- 1Department of Population Health, University of Georgia, Athens, GA, United States
- 2Faculty of Veterinary Sciences, La Plata National University, La Plata, Argentina
- 3Department of Animal Health and Anatomy, Universitat Autònoma de Barcelona, Barcelona, Spain
Editorial on the Research Topic
Emerging swine viruses, Volume II
The continuous growth of the human population and the need for resources has led to expanding encroachment into wildlife habitats (1). Increased interaction among humans, livestock, and wild animals can lead to spillover and spread of pathogens, particularly viruses, from wildlife reservoir species. The past few years have shown the risk of these increased interactions to the global population. The spread of the novel severe acute respiratory syndrome coronavirus 2 (SARS-CoV-2) resulted in a global pandemic (COVID-19), leading to more than 600 million cases and 6 million deaths worldwide, in addition to devastating social and economic consequences (2). Coincidently, another pandemic caused by African swine fever virus (ASFV) arose in domestic pigs in China just prior to the COVID-19 pandemic, reaching many other Asian and European countries. It is estimated that the outbreak resulted in the loss of about 30% of the Chinese pig population, leading to devastating consequences to the overall global swine industry (3, 4).

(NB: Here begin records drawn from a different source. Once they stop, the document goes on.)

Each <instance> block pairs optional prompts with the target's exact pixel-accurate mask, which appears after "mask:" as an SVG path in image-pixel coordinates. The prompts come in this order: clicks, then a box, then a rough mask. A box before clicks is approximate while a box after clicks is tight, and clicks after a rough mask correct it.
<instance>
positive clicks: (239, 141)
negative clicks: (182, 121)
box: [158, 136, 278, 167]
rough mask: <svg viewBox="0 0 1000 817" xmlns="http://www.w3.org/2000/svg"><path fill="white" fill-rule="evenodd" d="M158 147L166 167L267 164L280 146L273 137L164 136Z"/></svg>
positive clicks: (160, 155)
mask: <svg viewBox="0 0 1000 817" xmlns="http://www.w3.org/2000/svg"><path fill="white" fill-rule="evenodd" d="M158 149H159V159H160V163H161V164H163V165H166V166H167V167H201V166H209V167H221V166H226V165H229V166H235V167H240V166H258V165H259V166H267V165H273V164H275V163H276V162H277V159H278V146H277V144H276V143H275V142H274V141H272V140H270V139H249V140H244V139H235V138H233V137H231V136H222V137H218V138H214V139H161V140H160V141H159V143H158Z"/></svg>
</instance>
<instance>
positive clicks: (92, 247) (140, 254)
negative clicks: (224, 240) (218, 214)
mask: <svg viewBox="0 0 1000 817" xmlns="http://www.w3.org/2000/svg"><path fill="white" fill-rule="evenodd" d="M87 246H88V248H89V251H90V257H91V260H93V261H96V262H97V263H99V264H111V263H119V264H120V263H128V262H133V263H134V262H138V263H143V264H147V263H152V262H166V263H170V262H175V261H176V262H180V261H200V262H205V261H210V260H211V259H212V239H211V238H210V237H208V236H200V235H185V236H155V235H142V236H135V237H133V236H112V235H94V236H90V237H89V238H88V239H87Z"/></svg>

To meet the growing demand for meat and meat products, swine production has followed a similar growth trend (5). Following the COVID-19 pandemic, supply chain disruptions and increased meat prices are expected to reduce pork consumption and result in a slower growth than previous years. In countries with high swine production, production growth in the past 4 decades was accompanied by significant structural changes with a rapid shift to fewer and larger operations (5). These large production systems are characterized by tens of thousands susceptible animals concentrated in small areas. Current swine production systems involve continuous introduction and movement of pigs, often housing animals of different ages and immune status in the same facilities, providing the ideal environment for the introduction and spread of pathogens.
Next generation genome sequencing techniques are becoming routinely used in virus diagnostics, contributing to a better understanding of virus evolution and virus discovery (6). Metagenomics and transcriptomics technologies allow for agnostic approaches that lead to detection and full genome characterization of potential pathogens in a sample, without the need to know about the organisms being investigated or to isolate and grow viruses in a laboratory. These technologies contributed to the discovery of novel organisms such as giant viruses present in environmental samples, characterization of human, animal, and environmental viromes, in addition to the detection of novel emerging and reemerging viral pathogens (6, 7).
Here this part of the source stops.